In the context of temporal behavior it is important to distinguish between an event time and a processing time. The event time is when the event happens, e.g. if your data consist of orders in the online shop, the event time is the time when the order happened. This information has to be present in your data because Pathway doesn't know when the event happened. Thus, event time can be any time you assign to your data.

The only time Pathway is aware of is when the record arrives to the Pathway engine.
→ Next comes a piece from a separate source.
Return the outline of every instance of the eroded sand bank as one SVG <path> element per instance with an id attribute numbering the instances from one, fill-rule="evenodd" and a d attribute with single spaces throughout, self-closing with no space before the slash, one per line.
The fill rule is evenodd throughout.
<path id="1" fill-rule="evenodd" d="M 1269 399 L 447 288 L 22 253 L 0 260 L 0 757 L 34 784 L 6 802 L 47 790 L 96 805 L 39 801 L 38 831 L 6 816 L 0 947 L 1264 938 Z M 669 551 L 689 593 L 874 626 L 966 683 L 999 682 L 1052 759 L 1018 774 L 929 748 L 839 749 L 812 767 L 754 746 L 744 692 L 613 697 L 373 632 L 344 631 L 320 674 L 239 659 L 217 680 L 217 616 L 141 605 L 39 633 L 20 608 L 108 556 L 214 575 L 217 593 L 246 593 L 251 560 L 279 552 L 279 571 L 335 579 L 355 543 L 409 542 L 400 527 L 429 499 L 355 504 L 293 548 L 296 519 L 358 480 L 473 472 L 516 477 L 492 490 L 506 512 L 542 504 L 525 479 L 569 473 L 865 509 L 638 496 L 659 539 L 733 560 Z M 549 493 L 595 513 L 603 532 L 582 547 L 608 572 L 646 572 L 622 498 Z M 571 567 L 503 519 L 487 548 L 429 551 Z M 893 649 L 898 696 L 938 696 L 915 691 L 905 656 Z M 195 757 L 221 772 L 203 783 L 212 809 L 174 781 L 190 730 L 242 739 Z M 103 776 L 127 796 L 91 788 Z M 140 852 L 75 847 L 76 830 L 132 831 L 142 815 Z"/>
This time is called processing time. While the processing time of entries in a stream is always nondecreasing (because the time goes forward), due to latency the event time may be out of order. In extreme cases, this can manifest via events with high latency between their event time and processing time, which we refer to as late data.

Stateful and stateless transformations

In streaming, transformations can be classified into two categories: stateful transformations and stateless transformations.

In a nutshell, stateful transformations require memory, i.e. a state, to perform the operations, while stateless transformations do not require any memory, only the current data. This difference comes from the fact we are dealing with streams, meaning that some operations have to remember past data points to be able to compute the new ones.

For example, we can compare two transformations, the join and the filter:

The join is a stateful transformation. To join two streams tableA.join(tableB), you must store all the values of both stream in case a new data point is received. Indeed, if a new point is received from tableA, you will need to check all the already received data points from tableB to know if there is a new match in the join.
The filter is a stateless transformation. To filter a data stream, you only need to know the current data point, as passing the filter is independent of other data points.

In terms of memory, the stateless operations have a constant complexity as they do not need to keep anything in memory. On the other hand, the memory consumed by stateful operations grows linearly with the data stream.

How can Pathway remember old values if only stateless operations are used, and the old values are forgotten?

Pathway remembers old values through its input connectors, even when only stateless operations are used. Each connector has its own way of tracking historical data: filesystem connectors store old files in temporary storage, Deltalake/Iceberg keep snapshots, and Kafka requires explicit deletions alongside insertions. This means that instead of operators storing history, the connectors handle change tracking and forward only the necessary deltas, optimizing memory usage while ensuring data consistency.